Obama’s performance might regain him the edge over Romney, but the race remains as tight as ever. Romney’s continued good performance on the debates will only do him a favour for swinging undecided voters – not in the least for his reiterated support for involving women politically. (Feminism, for better or worse, offers great political currency for any political candidate, as flip-floppy as he might be).
The main issues typically focused on the domestic perspective, from the economy to gun laws – at least, the audience questions brought up the important issues.
Romney highlighted his record as a businessman to demonstrate his knowledge for getting America back on its economic track, but did not manage to answer to Obama’s charges that he was in the business of exporting jobs. On a related note, Obamacare and Romneycare are indeed one and the same thing – for all his bravado in denouncing Obamacare, Romney did not talk about how the two are really identical. Only, the scales are different, making the same good policy work for 300 million people is not the same as making it work for one state. It takes time to have a noticeable impact.

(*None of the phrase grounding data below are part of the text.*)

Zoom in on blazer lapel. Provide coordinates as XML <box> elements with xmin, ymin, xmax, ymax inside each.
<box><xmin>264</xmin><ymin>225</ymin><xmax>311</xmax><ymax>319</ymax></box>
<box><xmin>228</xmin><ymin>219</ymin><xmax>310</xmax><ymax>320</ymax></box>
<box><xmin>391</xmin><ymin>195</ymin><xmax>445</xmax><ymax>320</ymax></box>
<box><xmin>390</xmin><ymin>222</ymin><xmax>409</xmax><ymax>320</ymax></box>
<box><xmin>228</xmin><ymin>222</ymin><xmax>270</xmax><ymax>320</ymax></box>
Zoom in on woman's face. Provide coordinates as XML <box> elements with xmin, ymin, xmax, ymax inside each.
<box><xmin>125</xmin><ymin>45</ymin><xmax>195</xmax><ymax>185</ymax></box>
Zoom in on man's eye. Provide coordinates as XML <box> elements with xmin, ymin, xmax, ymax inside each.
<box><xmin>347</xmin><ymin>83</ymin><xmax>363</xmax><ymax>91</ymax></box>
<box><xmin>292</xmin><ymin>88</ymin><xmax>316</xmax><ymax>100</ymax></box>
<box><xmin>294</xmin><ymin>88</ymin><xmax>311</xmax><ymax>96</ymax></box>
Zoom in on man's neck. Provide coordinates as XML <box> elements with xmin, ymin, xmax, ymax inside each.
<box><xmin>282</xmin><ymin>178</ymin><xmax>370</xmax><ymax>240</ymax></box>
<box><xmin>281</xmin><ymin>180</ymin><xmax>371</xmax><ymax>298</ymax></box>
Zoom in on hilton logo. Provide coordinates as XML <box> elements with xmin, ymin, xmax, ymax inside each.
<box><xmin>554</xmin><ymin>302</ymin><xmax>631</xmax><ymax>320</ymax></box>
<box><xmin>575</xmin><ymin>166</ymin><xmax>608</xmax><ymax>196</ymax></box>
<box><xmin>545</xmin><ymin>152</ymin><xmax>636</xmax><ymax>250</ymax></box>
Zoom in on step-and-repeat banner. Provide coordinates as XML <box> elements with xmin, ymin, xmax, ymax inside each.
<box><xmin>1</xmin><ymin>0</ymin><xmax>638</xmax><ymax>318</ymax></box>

Romney is right in calling Obama out for the abysmal job record. Indeed, the actual job gains are eclipsed by the people who drop out of the workforce. For this reason, the actual jobless rate is usually twice what the official numbers say. But, Obama is not the one to blame for the reality – the economic dynamics at play are the result of decades of bad policies and he is a spectator as much as anyone else in this catastrophe. Romney would put up with the same reality in Obama’s place.
Put another way, a stagnant economy is the best scenario irrespective of the candidate, given the circumstances.
But overall, Obama came alive in this debate to even up Romney on the tally. How the undecided voters will swing isn’t clear yet, but November 6 is D-Day. We’re looking forward to the final debate.